Self-hosted Postgres on a small VPS. One Docker Compose file. Pooling, monitoring, dashboards, backups, logs, and HTTPS — all set up by a single script.

Tested on 2 vCPU / 4 GB / 60 GB NVMe Ubuntu 24.04. Runs on 1 vCPU / 2 GB and 4 vCPU / 8 GB with one edit to .env.


What you get

Component Version Purpose
PostgreSQL 17 Database, pg_stat_statements enabled on first start
PgBouncer 1.24 Transaction-mode pooler, optional TLS on :6432
Prometheus 3.2 Metrics + 14 alert rules
Grafana 12 DB and System dashboards, provisioned on start
PgHero 3.7 Slow queries, missing indexes, table bloat
Dozzle 10.1 Live log viewer with auth
postgres-exporter 0.17 Postgres metrics
pgbouncer-exporter 0.10 Pool metrics
node-exporter 1.8 Host metrics + textfile collector for backup status
Backup (S3) Daily pg_dumpall --globals-only + per-database dump
Host nginx + certbot HTTPS for admin UIs, optional TLS for Postgres

All containers have memory limits. The only public ports after setup are 22, 80, 443, and 6432 — everything else stays inside the Docker network or on 127.0.0.1.


Quick start

Requirements: Ubuntu 24.04, Docker + Compose installed, a domain whose DNS you control.

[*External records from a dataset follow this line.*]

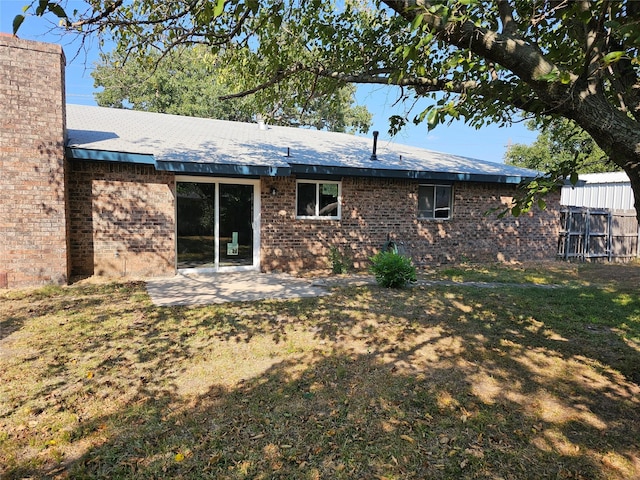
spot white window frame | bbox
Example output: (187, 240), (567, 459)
(418, 183), (454, 221)
(295, 179), (342, 220)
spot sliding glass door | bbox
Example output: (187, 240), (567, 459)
(176, 177), (260, 271)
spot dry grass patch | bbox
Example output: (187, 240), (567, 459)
(0, 264), (640, 479)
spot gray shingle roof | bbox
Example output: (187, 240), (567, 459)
(67, 105), (537, 183)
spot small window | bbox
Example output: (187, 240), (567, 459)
(418, 185), (453, 219)
(296, 181), (340, 219)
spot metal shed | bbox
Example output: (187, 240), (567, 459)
(558, 172), (640, 261)
(560, 172), (635, 212)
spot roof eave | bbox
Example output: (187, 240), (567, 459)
(291, 163), (534, 184)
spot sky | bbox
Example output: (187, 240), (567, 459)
(0, 0), (537, 163)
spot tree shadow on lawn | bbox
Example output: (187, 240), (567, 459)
(5, 287), (640, 479)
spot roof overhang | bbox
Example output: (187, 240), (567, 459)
(291, 164), (533, 184)
(66, 147), (291, 177)
(66, 147), (533, 184)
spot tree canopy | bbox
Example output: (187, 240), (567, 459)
(14, 0), (640, 217)
(91, 45), (372, 133)
(504, 118), (620, 175)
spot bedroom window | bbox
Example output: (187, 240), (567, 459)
(296, 180), (340, 220)
(418, 185), (453, 220)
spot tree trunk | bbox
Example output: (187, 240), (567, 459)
(562, 82), (640, 224)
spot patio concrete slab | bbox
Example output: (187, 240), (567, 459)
(147, 272), (330, 306)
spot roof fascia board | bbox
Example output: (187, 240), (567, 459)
(291, 164), (533, 184)
(156, 160), (291, 177)
(66, 147), (156, 165)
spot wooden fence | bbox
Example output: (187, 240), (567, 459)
(558, 207), (640, 262)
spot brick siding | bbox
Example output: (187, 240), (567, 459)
(0, 35), (69, 288)
(261, 177), (559, 271)
(69, 160), (175, 277)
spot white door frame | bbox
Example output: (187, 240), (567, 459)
(174, 175), (261, 273)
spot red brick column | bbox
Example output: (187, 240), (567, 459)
(0, 35), (68, 288)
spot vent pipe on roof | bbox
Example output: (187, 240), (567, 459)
(256, 114), (267, 130)
(371, 130), (380, 161)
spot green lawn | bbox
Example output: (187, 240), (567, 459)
(0, 264), (640, 480)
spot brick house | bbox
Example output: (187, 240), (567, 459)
(0, 36), (559, 287)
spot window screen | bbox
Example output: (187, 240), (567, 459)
(418, 185), (453, 219)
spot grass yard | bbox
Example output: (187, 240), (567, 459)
(0, 263), (640, 480)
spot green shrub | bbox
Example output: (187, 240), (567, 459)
(370, 251), (416, 288)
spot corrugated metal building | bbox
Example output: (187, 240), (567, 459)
(558, 172), (640, 261)
(560, 172), (635, 211)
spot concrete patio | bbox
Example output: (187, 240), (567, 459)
(147, 272), (330, 306)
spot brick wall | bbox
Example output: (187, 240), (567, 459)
(0, 35), (68, 288)
(69, 160), (175, 277)
(261, 177), (559, 271)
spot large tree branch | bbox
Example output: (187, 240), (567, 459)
(220, 64), (479, 100)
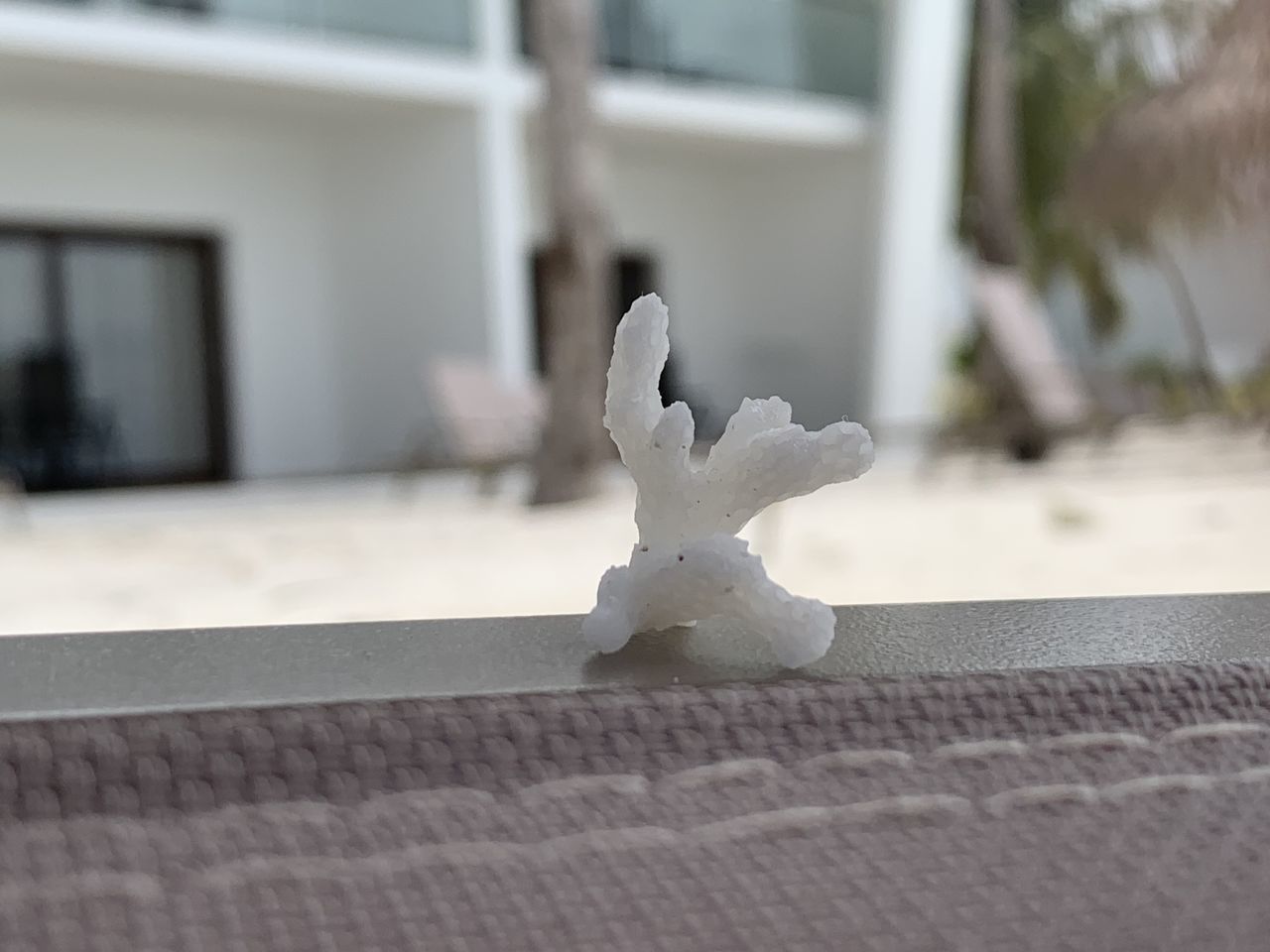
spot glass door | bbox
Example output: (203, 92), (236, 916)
(0, 230), (227, 491)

git clone https://github.com/amir-budaychiev/pgbunker.git
cd pgbunker

cp .env.example .env
nano .env                         # set passwords, DOMAIN, LE_EMAIL
./scripts/setup.sh                # render pgbouncer configs and dozzle auth
docker compose up -d              # start the stack
sudo ./scripts/nginx-setup.sh     # install nginx + certbot, HTTPS, UFW

Before the last command, point these DNS A-records at your VPS:

grafana.<DOMAIN>
pghero.<DOMAIN>
dozzle.<DOMAIN>
<DOMAIN>                          # only if PGBOUNCER_TLS=true

That's it. Certificates auto-renew via the certbot.timer systemd unit that ships with the certbot package — you don't have to schedule anything.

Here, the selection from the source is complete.